I love your blog and can relate to so many of your posts! Thanks for sharing your stories! XO
Thank you so much for creating this website! It is very refreshing knowing that I am not alone. My boyfriend and I started dating 2 years ago, right when he starting in the PhD program for computer engineering. Although he isn’t pursuing an MD, the requirements, hardships, and years of dedication (6 years) are pretty similiar. A dream of mine has been to get married and to start a family by 30. Realistically, it’s looking like he won’t finish until 2016 at the earliest (I’ll be 29). I go back and forth sometimes wondering if it’s worth the wait, esp. when I see all of my friends and family getting married. Perhaps if I knew what the pros and cons were regarding marrying someone while they are pursuing their PhD, it may help to shed some light on the matter. Any advice you would have would be greatly appreciated! Thanks 🙂
I’ve just read through your posts from the past year and love your honest commentary! I, too, am a doctor’s wife (1st year out of 5 in residency, but really 3rd out of 7 since he switched partway through), and have a lot of the same internal monologue that you seem to.
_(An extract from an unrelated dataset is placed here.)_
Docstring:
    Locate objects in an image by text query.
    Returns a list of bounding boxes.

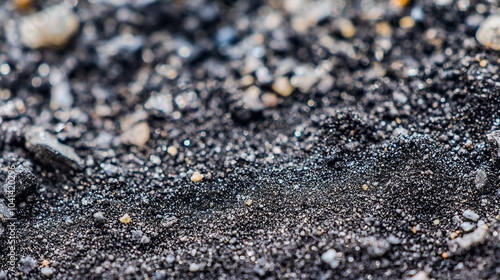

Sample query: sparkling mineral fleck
[191,172,205,183]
We don’t have kids yet, mostly because we don’t quite see how they would fit into our crazy busy lives, and I am so interested to read about your experience adding a baby to your lives. Thank you for sharing your perspective on life!
I am so happy I have found your blog. I too am a Doctors wife. I have found it refreshing to read. Your candid honesty is much appreciated about the great misconception of being married to a physician. I have a full time job and family and the same worries as all wives.
Hi! I am glad to find your blog. I totally agree that being a doctor’s wife isn’t’ as glamorous as the stereotypes cough up to be. It’s a journey, a never ending journey of happiness, sadness, motivation, toleration, and understanding. Especially understanding! My friends and relatives always say to me that you landed on a jackpot. But I am a college graduate making a little less than my husband and I did not quit my fulltime job. My husband goes to work and when he’s home he’s not resting because of the constant worries. He is by far a very good husband but the stress gets to him. Often time, he shares his worries and I think as a doctor’s wife we are uncertified therapists. I think we have to be very strong-for ourselves and our husbands.
Just stumbled upon your blog and enjoying the read 🙂 Just started blogging about my journey being married to a doctor as well! Glad to be able to relate.